Novas operações de crédito à habitação concentradas em clientes com rendimento mensal líquido superior a 1.200 euros
Em 2022, à semelhança de anos anteriores, é possível ver que o crédito à habitação se encontra concentrado em devedores com rendimento líquido mensal superior a 1.200 euros, enquanto o crédito ao consumo se encontra mais concentrado em mutuários com rendimento líquido mensal entre 600 e 2.400 euros, segundo o inquérito levado a cabo pelo BdP.
Entre o terceiro trimestre de 2018 e o final de 2022, “observou-se uma tendência de redução da percentagem de novas operações de crédito à habitação, que se acentuou em 2022, associadas a mutuários com rendimentos mensais líquidos inferiores a 1.200 euros”, conclui o relatório que adianta que “em contrapartida, ocorreu um aumento da percentagem do crédito a mutuários com rendimentos mensais líquidos superiores a 2.400 euros, sendo mais expressivo o crescimento ocorrido no escalão de mutuários com rendimento superior a 4.600 euros”.
De 2018 a 2021, houve uma diminuição da percentagem de novas operações concedidas a mutuários com um rácio DSTI superior a 50%, calculado de acordo com a Recomendação, e com rendimentos líquidos mais baixos. Já em 2022, para os níveis mais baixos de rendimento, observa-se uma ligeira redução da percentagem de novos contratos de crédito à habitação concedidos a mutuários com um rácio DSTI superior a 50%.
Preços do imobiliário continuam a aumentar mas essa subida desacelerou no último trimestre
No mesmo período, os preços do imobiliário residencial continuaram a aumentar. Observou-se uma evolução distinta dos preços da habitação, relativamente à do crédito.
A taxa de variação anual dos preços da habitação aumentou nos três primeiros trimestres de 2022, de 11,6%, no último trimestre de 2021, para valores à volta de 13%. No entanto, no último trimestre de 2022 observou-se uma desaceleração dos preços da habitação com uma taxa de variação anual de 11,3%.
A percentagem de transações de imobiliário residencial financiadas por crédito interno permaneceu estável no período entre 2018 e 2022, em torno de 46%. Este valor é significativamente inferior ao registado no período anterior à crise da dívida soberana (76% em 2009-10). O período prolongado de baixas taxas de juro, o aumento da procura de habitação por não residentes e a oferta limitada de habitação contribuíram para este aumento, explica o relatório do Banco de Portugal.

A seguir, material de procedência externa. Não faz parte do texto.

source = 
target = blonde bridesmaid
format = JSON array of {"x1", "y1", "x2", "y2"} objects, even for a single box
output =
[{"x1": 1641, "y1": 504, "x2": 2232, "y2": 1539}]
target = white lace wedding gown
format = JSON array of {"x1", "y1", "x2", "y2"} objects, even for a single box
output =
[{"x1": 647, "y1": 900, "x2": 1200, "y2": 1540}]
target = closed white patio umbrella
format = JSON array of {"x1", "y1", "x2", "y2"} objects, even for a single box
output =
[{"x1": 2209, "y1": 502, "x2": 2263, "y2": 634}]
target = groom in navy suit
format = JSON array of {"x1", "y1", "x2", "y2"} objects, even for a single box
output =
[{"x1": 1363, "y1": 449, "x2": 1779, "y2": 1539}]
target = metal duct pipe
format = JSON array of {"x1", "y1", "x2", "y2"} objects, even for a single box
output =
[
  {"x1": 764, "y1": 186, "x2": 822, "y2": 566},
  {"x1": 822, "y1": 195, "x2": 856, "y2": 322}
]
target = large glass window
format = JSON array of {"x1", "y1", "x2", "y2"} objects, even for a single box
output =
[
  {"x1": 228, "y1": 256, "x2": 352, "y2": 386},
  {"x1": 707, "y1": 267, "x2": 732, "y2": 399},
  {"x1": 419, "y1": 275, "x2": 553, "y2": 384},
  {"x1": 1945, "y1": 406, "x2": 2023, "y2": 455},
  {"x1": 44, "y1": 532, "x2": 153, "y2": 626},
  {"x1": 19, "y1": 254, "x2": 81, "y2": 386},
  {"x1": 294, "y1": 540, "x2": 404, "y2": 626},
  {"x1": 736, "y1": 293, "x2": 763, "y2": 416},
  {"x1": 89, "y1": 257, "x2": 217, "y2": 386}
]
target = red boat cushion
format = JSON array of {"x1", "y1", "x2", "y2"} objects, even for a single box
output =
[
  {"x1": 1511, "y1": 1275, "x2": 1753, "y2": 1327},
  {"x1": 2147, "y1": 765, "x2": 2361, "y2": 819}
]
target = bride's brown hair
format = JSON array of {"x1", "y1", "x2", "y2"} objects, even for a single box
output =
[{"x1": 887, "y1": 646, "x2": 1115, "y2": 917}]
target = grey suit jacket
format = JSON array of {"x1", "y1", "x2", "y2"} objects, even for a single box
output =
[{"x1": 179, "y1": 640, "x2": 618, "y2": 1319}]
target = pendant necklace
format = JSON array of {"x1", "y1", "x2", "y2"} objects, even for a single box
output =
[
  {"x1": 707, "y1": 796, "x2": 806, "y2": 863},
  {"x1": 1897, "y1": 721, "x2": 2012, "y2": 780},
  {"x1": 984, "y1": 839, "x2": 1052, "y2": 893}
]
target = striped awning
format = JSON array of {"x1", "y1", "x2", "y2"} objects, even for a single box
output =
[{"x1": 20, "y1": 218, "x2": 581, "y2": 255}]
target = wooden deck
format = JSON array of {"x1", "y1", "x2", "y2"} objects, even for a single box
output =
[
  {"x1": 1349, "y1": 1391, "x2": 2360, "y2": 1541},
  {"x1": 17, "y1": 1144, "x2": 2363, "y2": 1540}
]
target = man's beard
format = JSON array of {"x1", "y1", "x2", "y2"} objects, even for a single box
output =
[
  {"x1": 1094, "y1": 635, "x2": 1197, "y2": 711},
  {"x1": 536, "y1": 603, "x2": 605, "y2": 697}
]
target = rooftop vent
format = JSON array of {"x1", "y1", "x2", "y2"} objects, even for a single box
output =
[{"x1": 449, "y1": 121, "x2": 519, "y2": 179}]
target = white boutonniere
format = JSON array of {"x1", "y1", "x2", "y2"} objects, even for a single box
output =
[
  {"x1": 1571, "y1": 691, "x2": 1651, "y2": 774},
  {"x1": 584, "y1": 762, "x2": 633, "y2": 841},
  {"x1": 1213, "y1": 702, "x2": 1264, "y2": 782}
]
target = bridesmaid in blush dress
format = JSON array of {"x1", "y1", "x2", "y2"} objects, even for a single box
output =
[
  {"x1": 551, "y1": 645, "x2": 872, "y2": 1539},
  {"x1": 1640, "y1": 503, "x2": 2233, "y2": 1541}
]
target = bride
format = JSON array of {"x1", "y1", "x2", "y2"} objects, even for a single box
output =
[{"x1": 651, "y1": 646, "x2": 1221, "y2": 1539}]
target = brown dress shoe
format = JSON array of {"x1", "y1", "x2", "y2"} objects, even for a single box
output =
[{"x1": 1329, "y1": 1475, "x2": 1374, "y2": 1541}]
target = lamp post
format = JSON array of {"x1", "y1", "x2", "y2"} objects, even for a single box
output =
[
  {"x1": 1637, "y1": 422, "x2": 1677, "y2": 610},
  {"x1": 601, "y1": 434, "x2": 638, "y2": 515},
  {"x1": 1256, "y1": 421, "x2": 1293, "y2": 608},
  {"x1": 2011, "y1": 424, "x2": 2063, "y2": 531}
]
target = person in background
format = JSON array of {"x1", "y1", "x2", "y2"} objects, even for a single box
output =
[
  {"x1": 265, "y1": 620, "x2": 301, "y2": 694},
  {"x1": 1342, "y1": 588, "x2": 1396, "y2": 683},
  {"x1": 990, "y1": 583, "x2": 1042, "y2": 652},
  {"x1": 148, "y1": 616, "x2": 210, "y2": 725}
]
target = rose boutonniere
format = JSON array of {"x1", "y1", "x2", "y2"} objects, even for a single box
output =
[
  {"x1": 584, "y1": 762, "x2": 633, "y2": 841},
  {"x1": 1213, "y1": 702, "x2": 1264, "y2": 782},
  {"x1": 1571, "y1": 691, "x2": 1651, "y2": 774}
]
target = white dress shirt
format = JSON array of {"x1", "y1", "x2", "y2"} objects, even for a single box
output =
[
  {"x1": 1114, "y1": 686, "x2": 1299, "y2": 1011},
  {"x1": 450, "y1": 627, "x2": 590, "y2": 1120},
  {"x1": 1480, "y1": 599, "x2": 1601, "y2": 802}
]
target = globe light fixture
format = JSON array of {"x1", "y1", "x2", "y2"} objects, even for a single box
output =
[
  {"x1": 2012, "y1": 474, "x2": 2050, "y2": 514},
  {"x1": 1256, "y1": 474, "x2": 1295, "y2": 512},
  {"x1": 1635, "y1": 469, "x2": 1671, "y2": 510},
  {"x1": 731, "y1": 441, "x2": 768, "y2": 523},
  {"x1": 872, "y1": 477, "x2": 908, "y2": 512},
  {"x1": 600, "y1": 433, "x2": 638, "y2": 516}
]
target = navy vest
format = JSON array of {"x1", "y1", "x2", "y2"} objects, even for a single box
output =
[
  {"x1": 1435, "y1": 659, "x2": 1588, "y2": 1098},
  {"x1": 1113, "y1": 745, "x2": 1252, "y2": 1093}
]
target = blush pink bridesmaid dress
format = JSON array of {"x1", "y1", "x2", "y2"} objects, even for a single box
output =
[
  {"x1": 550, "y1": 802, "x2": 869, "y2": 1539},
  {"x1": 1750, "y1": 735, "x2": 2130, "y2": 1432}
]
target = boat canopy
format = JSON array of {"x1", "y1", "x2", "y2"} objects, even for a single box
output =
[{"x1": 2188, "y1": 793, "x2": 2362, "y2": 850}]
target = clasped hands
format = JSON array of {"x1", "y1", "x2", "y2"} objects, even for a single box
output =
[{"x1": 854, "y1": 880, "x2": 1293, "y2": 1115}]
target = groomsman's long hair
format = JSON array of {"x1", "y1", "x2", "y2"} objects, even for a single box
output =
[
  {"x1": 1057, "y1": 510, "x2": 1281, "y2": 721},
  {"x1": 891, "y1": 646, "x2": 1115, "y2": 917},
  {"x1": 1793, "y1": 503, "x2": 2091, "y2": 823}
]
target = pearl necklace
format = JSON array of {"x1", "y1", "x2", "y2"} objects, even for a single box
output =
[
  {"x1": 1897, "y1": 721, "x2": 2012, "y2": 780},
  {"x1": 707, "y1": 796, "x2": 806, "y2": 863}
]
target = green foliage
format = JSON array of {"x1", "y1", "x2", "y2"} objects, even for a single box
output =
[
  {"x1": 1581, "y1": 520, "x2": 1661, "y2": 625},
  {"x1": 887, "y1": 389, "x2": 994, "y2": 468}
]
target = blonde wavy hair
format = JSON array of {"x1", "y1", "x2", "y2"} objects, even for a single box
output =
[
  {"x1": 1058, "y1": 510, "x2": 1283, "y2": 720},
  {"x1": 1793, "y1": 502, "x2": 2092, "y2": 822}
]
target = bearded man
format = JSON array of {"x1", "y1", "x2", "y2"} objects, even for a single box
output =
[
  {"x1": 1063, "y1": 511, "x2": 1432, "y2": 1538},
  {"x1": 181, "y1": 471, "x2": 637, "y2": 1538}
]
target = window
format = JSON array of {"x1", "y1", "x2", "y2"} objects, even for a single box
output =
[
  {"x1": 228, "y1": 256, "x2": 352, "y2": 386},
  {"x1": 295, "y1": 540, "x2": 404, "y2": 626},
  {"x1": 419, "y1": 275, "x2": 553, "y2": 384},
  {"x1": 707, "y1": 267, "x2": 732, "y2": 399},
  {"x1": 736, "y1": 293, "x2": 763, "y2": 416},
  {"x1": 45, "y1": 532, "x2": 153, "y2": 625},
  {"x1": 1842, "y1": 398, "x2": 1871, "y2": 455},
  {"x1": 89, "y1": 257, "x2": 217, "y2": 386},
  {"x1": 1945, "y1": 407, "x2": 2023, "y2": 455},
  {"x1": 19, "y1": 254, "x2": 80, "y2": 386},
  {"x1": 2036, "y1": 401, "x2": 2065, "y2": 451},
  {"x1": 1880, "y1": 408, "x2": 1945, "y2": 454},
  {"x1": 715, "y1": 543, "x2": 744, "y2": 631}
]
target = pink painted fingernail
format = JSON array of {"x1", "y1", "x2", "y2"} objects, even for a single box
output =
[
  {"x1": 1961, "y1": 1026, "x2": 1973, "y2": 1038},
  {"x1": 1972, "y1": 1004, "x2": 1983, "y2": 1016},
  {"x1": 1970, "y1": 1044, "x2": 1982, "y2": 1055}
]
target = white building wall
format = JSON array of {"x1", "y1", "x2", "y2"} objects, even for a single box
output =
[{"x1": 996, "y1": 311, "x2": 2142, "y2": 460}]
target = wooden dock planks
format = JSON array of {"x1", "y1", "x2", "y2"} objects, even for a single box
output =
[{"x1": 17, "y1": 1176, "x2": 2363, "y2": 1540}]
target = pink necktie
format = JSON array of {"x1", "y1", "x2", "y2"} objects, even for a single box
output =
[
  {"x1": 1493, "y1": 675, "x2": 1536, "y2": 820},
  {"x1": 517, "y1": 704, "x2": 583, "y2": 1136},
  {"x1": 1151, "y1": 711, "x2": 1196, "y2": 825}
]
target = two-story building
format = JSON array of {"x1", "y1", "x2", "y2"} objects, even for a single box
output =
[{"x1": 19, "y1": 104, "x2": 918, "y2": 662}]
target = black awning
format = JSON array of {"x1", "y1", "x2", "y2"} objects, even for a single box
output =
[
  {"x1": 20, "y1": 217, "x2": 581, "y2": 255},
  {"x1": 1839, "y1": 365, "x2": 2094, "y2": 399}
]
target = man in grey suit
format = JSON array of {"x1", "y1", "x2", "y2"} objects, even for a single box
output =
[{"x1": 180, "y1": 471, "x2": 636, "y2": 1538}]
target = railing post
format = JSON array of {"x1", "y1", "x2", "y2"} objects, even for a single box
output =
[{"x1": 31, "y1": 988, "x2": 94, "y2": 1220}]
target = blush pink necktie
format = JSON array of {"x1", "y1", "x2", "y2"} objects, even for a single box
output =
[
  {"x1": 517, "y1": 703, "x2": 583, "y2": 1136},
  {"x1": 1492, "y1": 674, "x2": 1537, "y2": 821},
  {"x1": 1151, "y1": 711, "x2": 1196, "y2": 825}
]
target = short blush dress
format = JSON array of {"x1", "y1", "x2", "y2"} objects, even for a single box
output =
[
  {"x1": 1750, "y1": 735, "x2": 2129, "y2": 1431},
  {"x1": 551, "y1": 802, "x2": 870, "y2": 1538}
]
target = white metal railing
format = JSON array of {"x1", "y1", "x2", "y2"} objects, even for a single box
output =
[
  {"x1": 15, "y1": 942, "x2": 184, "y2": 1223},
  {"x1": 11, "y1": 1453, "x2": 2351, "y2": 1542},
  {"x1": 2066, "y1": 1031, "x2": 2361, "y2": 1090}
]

No entanto, “conjuntura atual, caraterizada por um aumento do custo do crédito e de expectativa de continuação de subida das taxas de juro, e pela potencial perda do rendimento real das famílias, poderá traduzir-se numa moderação do crescimento dos preços do imobiliário residencial, através da redução da procura de habitação tanto pelos residentes como pelos não residentes”, refere o banco central.